Bir kişinin yemeğe karşı tutumunu analiz ettiğinizde yaralanmalar kolayca tespit edilebilir. Reddedilen kişi küçük porsiyonları tercih eder; korku nöbetleri veya diğer yoğun duygular yaşadığında genellikle iştahını kaybeder. Anoreksiyaya eğilimlidir: yemek yemeyi neredeyse tamamen reddedebilir, çünkü kendine çok büyük ve iyi beslenmiş görünüyor. Normalin altında kilo kaybı, bitkinliği ortadan kaldırma girişimidir. Bazen iştah kazanır ve sonra böyle bir kişi açgözlülükle yiyeceklere atlar - bu aynı zamanda kaybolma, yiyecekte çözünme girişimidir. Ancak, bu tür insanlar nadiren bu yöntemi kullanır; daha sıklıkla alkol veya uyuşturucuya ilgi duyarlar.

Reddedilme sorununu çözmek ve travmanın zararlı döngüsünü kırmak için öncelikle şunu anlamak önemlidir: tam da travma iyileştiği ve iyileşmediği için, bu tür insanlar belirli bir tür durum ve ilişki yaratırlar. kendileri.
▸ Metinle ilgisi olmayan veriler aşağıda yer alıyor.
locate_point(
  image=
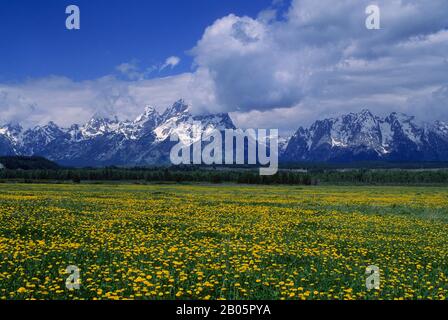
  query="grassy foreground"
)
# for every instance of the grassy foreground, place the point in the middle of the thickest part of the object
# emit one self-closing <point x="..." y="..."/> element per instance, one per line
<point x="229" y="242"/>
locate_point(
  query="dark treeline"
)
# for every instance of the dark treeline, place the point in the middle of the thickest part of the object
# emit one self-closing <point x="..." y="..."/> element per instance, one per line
<point x="243" y="176"/>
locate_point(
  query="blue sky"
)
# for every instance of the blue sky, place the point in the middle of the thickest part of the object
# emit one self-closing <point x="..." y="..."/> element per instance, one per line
<point x="112" y="32"/>
<point x="269" y="63"/>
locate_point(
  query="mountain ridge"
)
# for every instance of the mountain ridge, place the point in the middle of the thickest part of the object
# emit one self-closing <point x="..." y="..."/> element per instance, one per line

Böyle bir kişi, tüm talihsizliklerin başkalarının hatasından kaynaklandığına inandığı sürece, travma ortadan kaldırılamaz.

Bir travmayı iyileştirmenin ilk adımı, onun var olduğunu kabul etmektir. Ancak bu, hiçbir şekilde varlığına onay ve rıza anlamına gelmez. Kabul etmek, ona bakmak, onu gözlemlemek, aynı zamanda bir insanın bunun için yaşadığını unutmamak, henüz çözülmemiş sorunları çözmek için.